Tant que le consentement éclairé est strictement appliqué lors de la prescription de pilules numériques, beaucoup de problèmes éthiques peuvent être gérés. Si les utilisateurs de ces nouvelles pilules sont correctement informés et ont la possibilité de poser des questions, cela leur donne le pouvoir d'accepter ou de refuser les pilules numériques avant de les acheter. D'un autre côté, cela pourrait alourdir le fardeau et la pression exercée sur les médecins, de sorte que ce ne serait pas nécessairement la solution la plus réaliste..
Les pilules numériques peuvent-elles vraiment augmenter l’adhérence?

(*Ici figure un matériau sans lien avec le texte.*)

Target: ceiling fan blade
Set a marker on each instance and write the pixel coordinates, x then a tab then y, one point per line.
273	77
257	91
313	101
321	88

Il n'a pas encore été établi si ces systèmes de médicaments contribueront positivement à l'observance du traitement. Capacité MyCite contient également un avertissement selon lequel la collecte de données ne doit pas être utilisée dans des situations d'urgence, car le suivi peut être retardé ou ne pas se produire du tout. Les experts en santé numérique, y compris Eric Topol de Scripps Translational Science, soutiennent qu'il faudra un certain temps avant que cette nouvelle technologie de la santé puisse avoir un impact considérable sur l'observance. Les personnes prenant des pilules numériques pourraient, par exemple, refuser (ou oublier) de porter le patch d'accompagnement qui doit être remplacé tous les sept jours pour collecter efficacement les signaux de la pilule avalée..Les premières études sur l'observance ont révélé que différents outils, de haute technologie et de basse technologie, améliorent l'observance. Les recherches menées par Proteus ont également montré que les personnes prenant des médicaments à base d’acide hypersensibles et non contrôlés et de diabète de type 2 avec capteurs sensoriels obtenaient de meilleurs résultats (et étaient plus susceptibles d’atteindre leurs objectifs thérapeutiques) par rapport aux personnes prenant des thérapies standard. Cela pourrait probablement être attribué à une meilleure adhérence aux médicaments.
Le potentiel des systèmes de pilules numériques
À l’heure actuelle, certaines personnes sous Abilify qui ont besoin de cet antipsychotique mais ne respectent pas le régime médicamenteux prescrit reçoivent Abilify sous forme d’injection mensuelle pour prévenir la réapparition de leurs symptômes. Cela indique que nous avons déjà des solutions rudimentaires pour la non-adhésion. Cependant, il n'est pas clair si les personnes aux prises avec des problèmes de conformité préféreraient une pilule numérique à une injection. De plus, dans d’autres domaines de la médecine, les injections mensuelles ne sont pas une option viable. Par conséquent, les médicaments activés par capteur peuvent présenter plus de mérite dans de tels cas.Le professeur adjoint Peter Chai, médecin urgentiste du Brigham and Women's Hospital à Boston, a utilisé la technologie des pilules numériques dans une étude récente pour tenter de prévenir les abus d'opioïdes, un problème pressant aux États-Unis. Les opioïdes sont fréquemment prescrits au besoin aux personnes souffrant de douleur intense. La dose et la fréquence sont souvent laissées à la discrétion du patient, ce qui crée des risques de surdosage et d’abus. Chai et son équipe ont découvert que les systèmes de pilules numériques pouvaient aider à surveiller l'ingestion d'opioïdes en temps réel..
Ils ont suggéré que des interventions puissent être déployées dès la détection de la maltraitance, minimisant ainsi le risque de préjudice. Les personnes ayant participé à leur étude ont trouvé les pilules numériques acceptables et étaient disposées à continuer à les prendre. L'étude de Chai indique que les pilules à détection sensorielle ont un large éventail d'utilisations, par exemple avec des médicaments à haut risque et des groupes de personnes n'ayant pas de contact régulier avec des professionnels de la santé.